/wembed.jl

Primary LanguageJuliaOtherNOASSERTION

wembed.jl

This packedge in inspired by [Deeplearning4j 0.4] (https://github.com/deeplearning4j/deeplearning4j). All the output values are compared with the same.

  • Objective Presentation of results using neural word embeddings from google word2vec.
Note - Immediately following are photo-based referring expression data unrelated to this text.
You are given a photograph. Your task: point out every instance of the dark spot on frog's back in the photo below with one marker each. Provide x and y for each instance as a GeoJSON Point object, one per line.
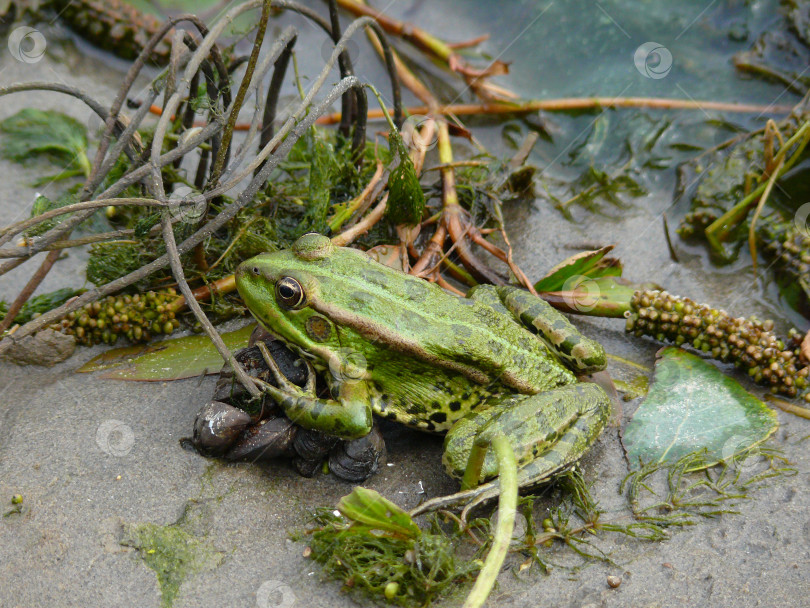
{"type": "Point", "coordinates": [360, 300]}
{"type": "Point", "coordinates": [376, 278]}
{"type": "Point", "coordinates": [438, 417]}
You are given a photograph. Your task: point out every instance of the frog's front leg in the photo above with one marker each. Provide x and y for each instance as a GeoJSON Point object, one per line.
{"type": "Point", "coordinates": [548, 432]}
{"type": "Point", "coordinates": [580, 353]}
{"type": "Point", "coordinates": [347, 416]}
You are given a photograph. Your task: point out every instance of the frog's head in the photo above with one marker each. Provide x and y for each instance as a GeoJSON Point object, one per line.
{"type": "Point", "coordinates": [282, 289]}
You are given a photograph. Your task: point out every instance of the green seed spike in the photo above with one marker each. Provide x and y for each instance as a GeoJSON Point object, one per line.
{"type": "Point", "coordinates": [748, 343]}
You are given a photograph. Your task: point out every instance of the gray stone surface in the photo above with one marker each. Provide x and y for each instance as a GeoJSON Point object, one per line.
{"type": "Point", "coordinates": [89, 455]}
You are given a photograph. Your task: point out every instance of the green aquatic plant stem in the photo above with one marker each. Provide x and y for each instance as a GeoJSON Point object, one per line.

Basic utils for googles word2vec model.

  • Prerequisites

Download Google's pre-trained word2vec model [GoogleNews-vectors-negative300.bin.gz] (https://doc-0g-8s-docs.googleusercontent.com/docs/securesc/ha0ro937gcuc7l7deffksulhg5h7mbp1/al13g6nqr9icmcn8qsbdkn4dh515mmqi/1486447200000/06848720943842814915/*/0B7XkCwpI5KDYNlNUTTlSS21pQmM?e=download) into wembed.jl/res/

  • Installation
cd .julia/v0.5/
git clone https://github.com/salonip/wembed.jl.git
  • Usage
using wembed

bin_path = "../res/GoogleNews-vectors-negative300.bin"
model_path = "../res/word2vec_model.hdf5"

wembed.bin2hdf5(bin_path, model_path) #converts the binary file of google word2vec to hdf5
wembed.init(model_path) # loads the hdf5 word2vec model to memory
wembed.getvector("queen", false) #returns the vector form of 300X1 of given word.Returns false if the word is not present
wembed.getsimilarity("king", "queen") #returns the similarity value of king and queen in float
wembed.wordnearest("king", 5) #returns the top 5 similar words of king with the relative distance

wordsAsString = "breakfast sushi dinner lunch"
wembed.odd1out(wordsAsString) #selects the odd one from the given words in wordsAsString

wordset1 = ["king", "queen"]
wordset2 = ["emperor", "empress"]
nsimilarity(wordset1, wordset2) #returns the similarity between the sets

wordset1 = ["king", "man"]
wordset2 = ["queen", "woman"]
nsimilarity(wordset1, wordset2)

# vectorize a sentence using vector of words in it where default value is 0.25 for unavailable words
sentence = "Julia is a developing language"
words = map(String, split(sentence))
vector = getvector(words, fill(0.25,300))